Dear Eric: Over the past decade, my husband and I have enjoyed dining out with friends, splitting the check evenly. Following our decision to embrace sobriety and forgo pricey drinks, we still divide the bill equally, which doesn’t seem fair. We value our friendship but are unsure how to broach this topic. We don’t want to appear cheap, yet we desire fairness. Is it appropriate to suggest paying for our own meals and drinks in the future? — Sober Diner
Dear Diner: After a long period of sharing expenses, splitting the bill goes beyond money and becomes a gesture of goodwill. Your sudden change may catch your friends off guard and stir up potential inequalities. If this affects your sobriety or friendship, it’s important to communicate. Rather than framing it as a matter of fairness, explain your decision and preference not to pay for alcohol. This should be easy for them to understand.

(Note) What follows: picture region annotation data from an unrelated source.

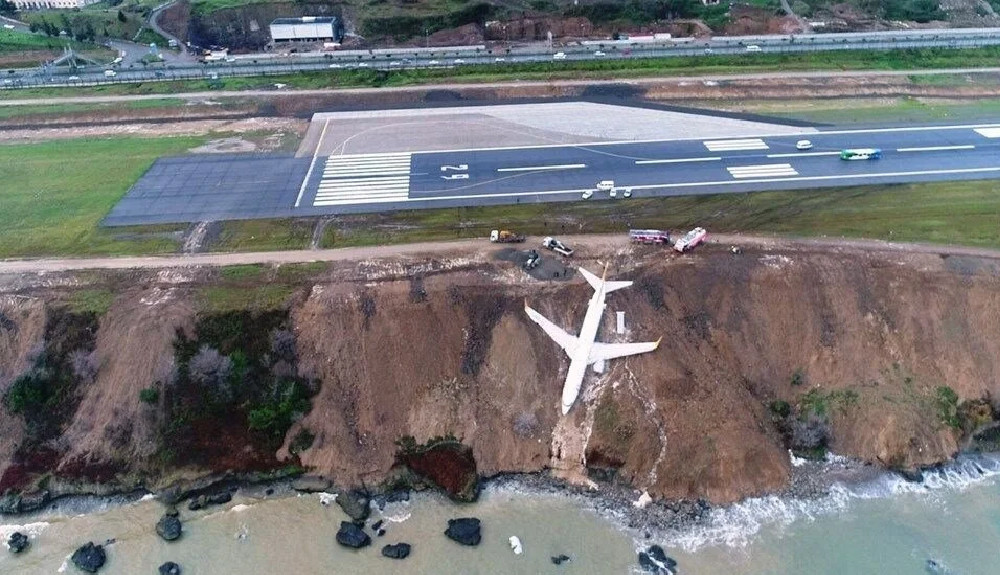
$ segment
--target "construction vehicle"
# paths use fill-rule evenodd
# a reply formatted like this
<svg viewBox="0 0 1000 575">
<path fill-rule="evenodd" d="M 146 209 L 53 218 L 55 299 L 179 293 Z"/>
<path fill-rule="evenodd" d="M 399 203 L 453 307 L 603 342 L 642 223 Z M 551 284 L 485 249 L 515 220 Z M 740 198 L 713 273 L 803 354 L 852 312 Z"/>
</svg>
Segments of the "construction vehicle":
<svg viewBox="0 0 1000 575">
<path fill-rule="evenodd" d="M 557 254 L 562 254 L 566 257 L 573 255 L 573 250 L 566 247 L 566 244 L 552 237 L 545 238 L 544 240 L 542 240 L 542 247 L 549 248 L 550 250 L 556 252 Z"/>
<path fill-rule="evenodd" d="M 516 244 L 524 241 L 524 235 L 510 230 L 493 230 L 490 232 L 490 241 L 495 244 Z"/>
<path fill-rule="evenodd" d="M 535 250 L 528 251 L 528 259 L 524 260 L 524 269 L 532 270 L 538 267 L 538 264 L 542 263 L 542 256 L 538 255 Z"/>
<path fill-rule="evenodd" d="M 705 228 L 695 228 L 690 232 L 684 234 L 683 238 L 677 240 L 674 243 L 674 249 L 681 253 L 684 253 L 688 250 L 693 250 L 699 244 L 704 242 L 705 238 L 707 237 L 708 237 L 708 232 L 705 231 Z"/>
<path fill-rule="evenodd" d="M 628 239 L 638 244 L 669 244 L 670 232 L 664 230 L 629 230 Z"/>
</svg>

Dear Eric: I recently expressed bias against severely overweight individuals to my friends. I find the normalization of obesity distasteful and believe it is neither healthy nor commendable. Despite being moderately overweight myself, I despise it and have faced challenges in my career due to my weight. Am I in the wrong? — Sizing Up Others
Dear Sizing: Yes, but… YES. Your fixation on others’ weight stems from societal standards and industry pressures that promote thinness as superior. Work on self-acceptance to alleviate these feelings and reduce judgment towards others. It’s a challenging process, but essential for personal well-being.